The Redwood Plan has just as anxiously been awaiting the release of its new album, Green Light Go, as its fans. Green Light Go was released on Seattle’s Fish The Cat Records on February 15, almost two years after the band first started thinking about a new album. Green Light Go, the band’s sophomore full-length, is the arduous result of a musical reconstruction for the Seattle band. Where The Redwood Plan’s first album, Racing Toward the Heartbreak, was somewhat mathematical, Green Light Go releases the band from its previous formulaic self. The sharp and driving beats remain, but Green Light Go takes the band from standard electronic rock to a more motivated and dynamic sound.
Green Light Go is a deeply layered album, in which each part is fully and equally developed. This type of balance can frequently go amiss when a group tries to stratify its music. So, it’s pretty refreshing to hear the result of a success story! While front woman Lesli Wood wrote the framework for most of the album, band-mates Sydney Stolfus, Betty ST and Larry Brady (Larry is her husband, incidentally) were able to meet the demands of her songwriting and subsequently develop the band’s new sound further to showcase each musician.

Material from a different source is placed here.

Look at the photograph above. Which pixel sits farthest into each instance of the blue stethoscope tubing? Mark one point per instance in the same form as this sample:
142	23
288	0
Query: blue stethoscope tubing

The album seems, in fact, to be a collaborative of each musician’s own personal background. While Wood’s obvious lust for structured punk drives the vocals and momentum in the album, you can hear a guitarist who grew up on metal or a drummer who grew up on his very own thing — and shockingly, it works. Rather than creating an unfocused or overreaching sound, The Redwood Plan manages to synthesize the varied talents of each member to create an energetic, forward-moving album that’s frankly not like anything else I’ve heard coming out of Seattle right now and I’m sold.
I’m usually a total sucker for the first song of an album, but it’s actually third track “The Scenery and Melody” that stuck out the most on my first, second and every subsequent listen of the album. While neither the tempo nor momentum necessarily fade in this song, it somehow refocuses the energy to a lower frequency that provides welcome variety and reprieve. It’s a well-constructed album with changes in direction throughout while never letting go of that energy.